Juventus sicherte sich einen potenziell entscheidenden Punkt in seiner Verfolgung der Champions-League-Qualifikation mit einem 0:0-Unentschieden auswärts gegen den AC Milan im San Siro. Das Ergebnis, das von den Analysten von DAZN als ein Spiel von großem Gleichgewicht, aber wenig Angriffslust beschrieben wurde, lässt Massimiliano Allegri mit drei Punkten Vorsprung auf dem fünften Platz liegende Como und Roma mit nur noch vier Spielen der Serie A zurück. Für Milan, bereits sicher auf dem zweiten Platz, war das Unentschieden ein eher unauffälliges Ende ihrer Heimkampagne.
Das Unentschieden, das nur wenige klare Torchancen bot, kommt vermutlich eher Juventus zugute, da sie um einen Platz unter den ersten Vier und die beträchtlichen finanziellen Belohnungen einer Rückkehr in die Champions League kämpfen. Die Verteidigung des vierten Platzes ist das klare und unmittelbare Ziel des Vereins, eine Position, die als grundlegend für seine wirtschaftlichen Aussichten und die Sommerplanung angesehen wird. Der minimale, aber wertvolle Vorteil der Bianconeri wird nun im Endspurt der Saison auf die Probe gestellt.

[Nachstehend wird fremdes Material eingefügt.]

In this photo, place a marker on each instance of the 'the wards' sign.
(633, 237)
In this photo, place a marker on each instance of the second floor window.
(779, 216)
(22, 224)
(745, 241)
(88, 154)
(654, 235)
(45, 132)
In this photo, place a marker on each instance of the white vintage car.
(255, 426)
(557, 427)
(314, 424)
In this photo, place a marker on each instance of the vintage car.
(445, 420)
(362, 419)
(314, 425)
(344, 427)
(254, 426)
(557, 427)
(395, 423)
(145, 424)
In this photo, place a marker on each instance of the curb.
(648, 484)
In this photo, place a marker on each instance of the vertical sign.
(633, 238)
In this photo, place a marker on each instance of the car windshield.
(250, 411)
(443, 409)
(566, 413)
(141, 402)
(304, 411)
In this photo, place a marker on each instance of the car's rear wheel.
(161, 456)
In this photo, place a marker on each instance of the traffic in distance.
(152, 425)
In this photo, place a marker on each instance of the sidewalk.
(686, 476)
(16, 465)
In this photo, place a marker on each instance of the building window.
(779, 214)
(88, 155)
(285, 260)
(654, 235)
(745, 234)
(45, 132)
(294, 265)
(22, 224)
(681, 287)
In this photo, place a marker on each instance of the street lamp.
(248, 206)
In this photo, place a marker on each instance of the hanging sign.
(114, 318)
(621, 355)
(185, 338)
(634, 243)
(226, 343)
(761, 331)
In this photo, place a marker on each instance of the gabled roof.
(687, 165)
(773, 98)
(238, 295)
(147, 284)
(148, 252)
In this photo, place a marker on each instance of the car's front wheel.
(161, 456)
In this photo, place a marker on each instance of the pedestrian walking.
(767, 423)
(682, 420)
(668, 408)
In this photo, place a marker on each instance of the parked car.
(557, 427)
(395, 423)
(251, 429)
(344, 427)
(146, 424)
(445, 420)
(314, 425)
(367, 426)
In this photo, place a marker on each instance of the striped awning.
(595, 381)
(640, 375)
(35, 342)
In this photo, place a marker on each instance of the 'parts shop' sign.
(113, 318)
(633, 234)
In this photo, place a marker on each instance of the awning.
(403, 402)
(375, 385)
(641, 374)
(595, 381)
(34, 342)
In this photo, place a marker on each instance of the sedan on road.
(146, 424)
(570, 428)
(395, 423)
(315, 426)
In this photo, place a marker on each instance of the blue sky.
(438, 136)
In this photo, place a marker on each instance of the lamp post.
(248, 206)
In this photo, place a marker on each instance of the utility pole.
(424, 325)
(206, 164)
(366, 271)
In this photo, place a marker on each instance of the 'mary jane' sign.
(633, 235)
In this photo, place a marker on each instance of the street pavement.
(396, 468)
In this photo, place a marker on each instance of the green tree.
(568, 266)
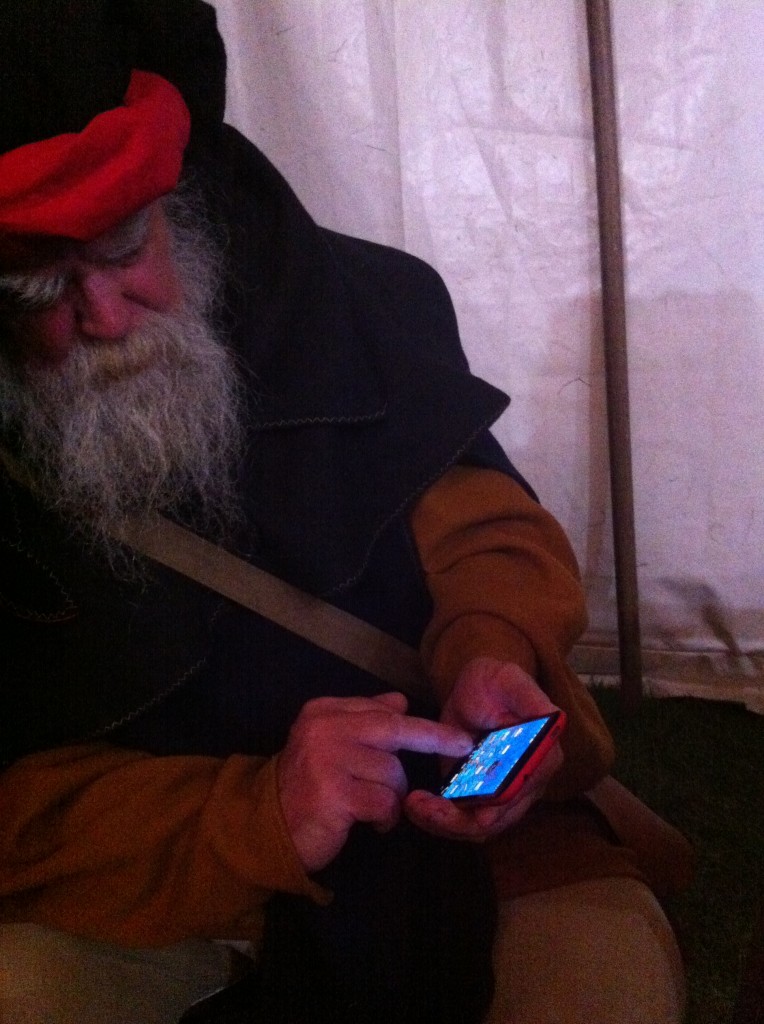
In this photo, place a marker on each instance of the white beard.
(122, 430)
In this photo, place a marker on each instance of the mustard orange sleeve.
(505, 584)
(143, 851)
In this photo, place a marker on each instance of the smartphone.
(498, 767)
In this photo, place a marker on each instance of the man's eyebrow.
(31, 291)
(123, 242)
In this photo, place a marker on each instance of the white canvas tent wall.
(461, 131)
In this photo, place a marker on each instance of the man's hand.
(340, 766)
(489, 694)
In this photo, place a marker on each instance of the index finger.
(398, 732)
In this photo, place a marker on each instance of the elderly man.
(189, 788)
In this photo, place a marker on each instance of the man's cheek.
(46, 337)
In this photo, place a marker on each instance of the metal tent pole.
(613, 321)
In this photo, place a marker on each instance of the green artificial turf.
(701, 765)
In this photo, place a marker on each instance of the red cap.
(81, 184)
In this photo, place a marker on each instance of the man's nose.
(104, 309)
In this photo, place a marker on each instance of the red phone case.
(539, 749)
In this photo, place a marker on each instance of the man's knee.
(595, 952)
(47, 977)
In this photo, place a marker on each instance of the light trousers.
(595, 952)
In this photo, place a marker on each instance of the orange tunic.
(145, 851)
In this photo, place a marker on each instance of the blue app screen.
(484, 770)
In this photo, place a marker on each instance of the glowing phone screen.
(491, 762)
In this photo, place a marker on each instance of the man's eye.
(125, 259)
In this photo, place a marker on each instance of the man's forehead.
(27, 254)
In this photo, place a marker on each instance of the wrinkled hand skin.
(340, 766)
(489, 694)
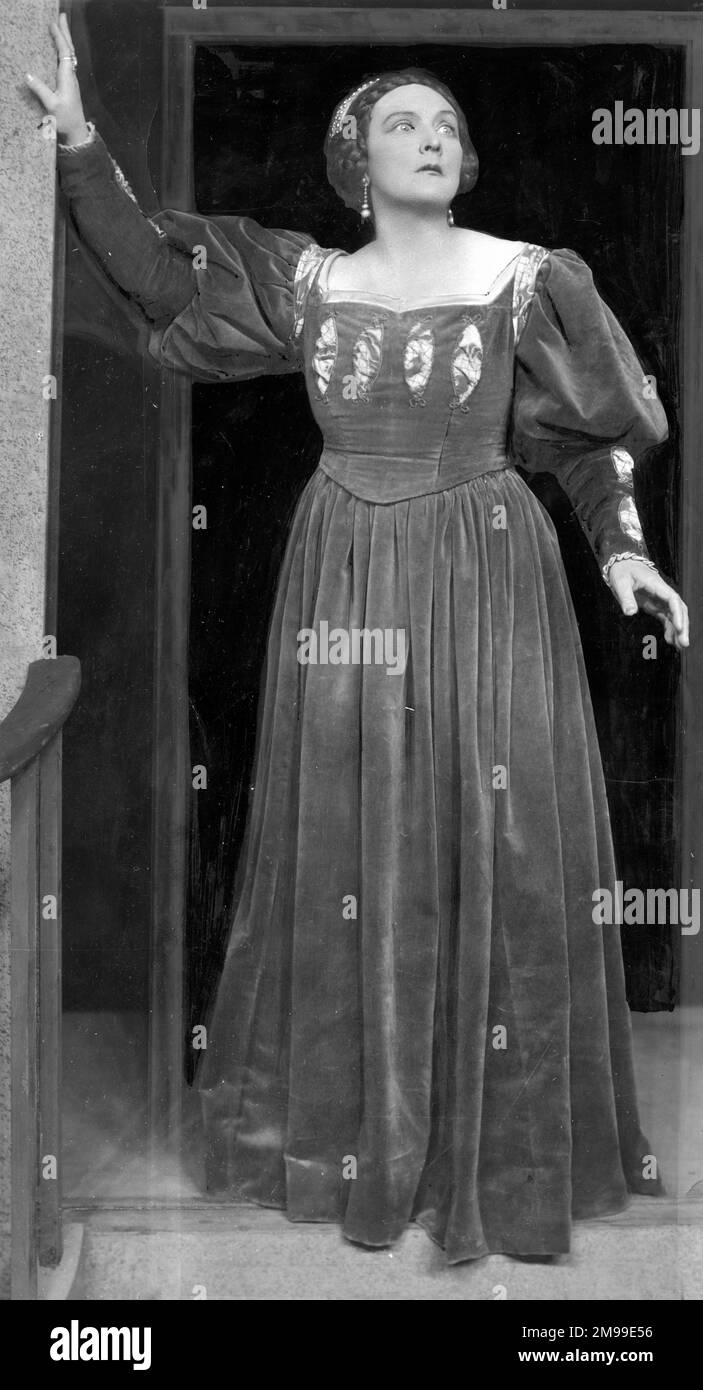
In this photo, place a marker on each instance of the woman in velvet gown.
(417, 1016)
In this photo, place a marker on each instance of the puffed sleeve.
(584, 407)
(220, 291)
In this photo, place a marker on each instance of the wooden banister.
(46, 701)
(31, 756)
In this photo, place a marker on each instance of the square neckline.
(360, 296)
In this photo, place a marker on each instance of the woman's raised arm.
(109, 220)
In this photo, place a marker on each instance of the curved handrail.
(46, 701)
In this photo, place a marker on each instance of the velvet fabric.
(417, 1018)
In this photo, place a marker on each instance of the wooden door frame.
(185, 27)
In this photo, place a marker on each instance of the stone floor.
(150, 1235)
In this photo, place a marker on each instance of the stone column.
(27, 248)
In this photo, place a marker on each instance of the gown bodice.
(410, 401)
(413, 401)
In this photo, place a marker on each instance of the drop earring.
(366, 206)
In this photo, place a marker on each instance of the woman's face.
(413, 148)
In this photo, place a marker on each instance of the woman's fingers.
(660, 599)
(61, 38)
(63, 21)
(645, 588)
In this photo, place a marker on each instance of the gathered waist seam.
(364, 492)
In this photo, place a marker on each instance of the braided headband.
(339, 117)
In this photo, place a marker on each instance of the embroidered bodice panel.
(429, 382)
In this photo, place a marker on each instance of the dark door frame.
(185, 27)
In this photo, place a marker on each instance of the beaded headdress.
(341, 113)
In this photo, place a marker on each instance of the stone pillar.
(27, 248)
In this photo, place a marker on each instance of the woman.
(417, 1016)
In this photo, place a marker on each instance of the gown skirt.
(417, 1016)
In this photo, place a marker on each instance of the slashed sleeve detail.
(584, 407)
(218, 291)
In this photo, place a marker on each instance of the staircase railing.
(31, 759)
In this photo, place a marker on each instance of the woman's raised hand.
(64, 106)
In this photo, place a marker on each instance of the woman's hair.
(346, 153)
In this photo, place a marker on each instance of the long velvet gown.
(417, 1016)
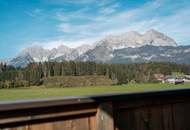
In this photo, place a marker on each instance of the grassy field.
(42, 92)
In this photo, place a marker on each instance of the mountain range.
(129, 47)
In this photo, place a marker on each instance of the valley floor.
(43, 92)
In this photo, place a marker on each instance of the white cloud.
(141, 19)
(35, 12)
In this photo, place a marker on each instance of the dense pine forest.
(35, 73)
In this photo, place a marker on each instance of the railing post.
(104, 116)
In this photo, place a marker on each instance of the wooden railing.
(163, 110)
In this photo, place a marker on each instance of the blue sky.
(50, 23)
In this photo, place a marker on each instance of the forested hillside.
(34, 74)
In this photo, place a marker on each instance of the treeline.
(34, 73)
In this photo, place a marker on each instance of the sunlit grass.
(43, 92)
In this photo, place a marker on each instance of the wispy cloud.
(34, 13)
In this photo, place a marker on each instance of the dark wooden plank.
(181, 116)
(125, 120)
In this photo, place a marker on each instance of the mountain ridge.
(104, 50)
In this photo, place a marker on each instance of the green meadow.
(43, 92)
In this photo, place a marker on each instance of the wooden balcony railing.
(160, 110)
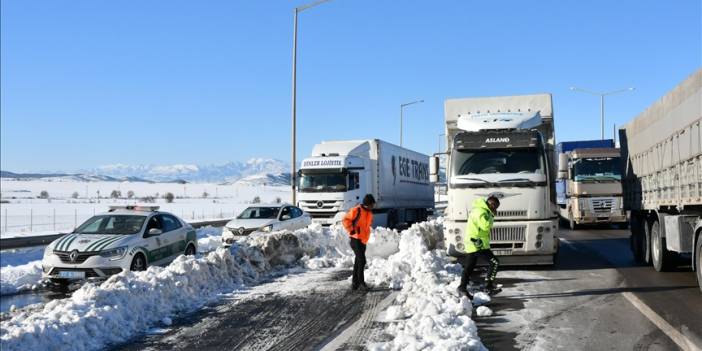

Für Milan diente das Spiel als letzter Heimauftritt für Trainer Stefano Pioli, der den Verein am Ende der Saison verlassen wird. Sein Team, obwohl es sich in einigen Phasen wohl in Ballbesitz fühlte, mangelte es im letzten Drittel an Durchschlagskraft, was ein breiteres Problem der Konstanz im Abschluss in den letzten Wochen widerspiegelt. Die Rossoneri haben sich bereits den zweiten Platz gesichert, werden aber versuchen, die Kampagne positiv zu beenden, bevor ein Sommer der erwarteten Veränderungen bevorsteht.
Der taktische Kampf war vorsichtig, wobei beide Seiten die defensive Stabilität priorisierten. Juventus, organisiert in seinem üblichen tiefen Block, war zufrieden damit, Druck aufzunehmen und auf Konterchancen zu lauern, obwohl sie Mike Maignan im Mailänder Tor selten in Bedrängnis brachten. Die Hausherren kontrollierten zwar viel Ballbesitz, hatten aber Schwierigkeiten, eine resolute Juve-Abwehr unter der Leitung von Gleison Bremer zu durchbrechen.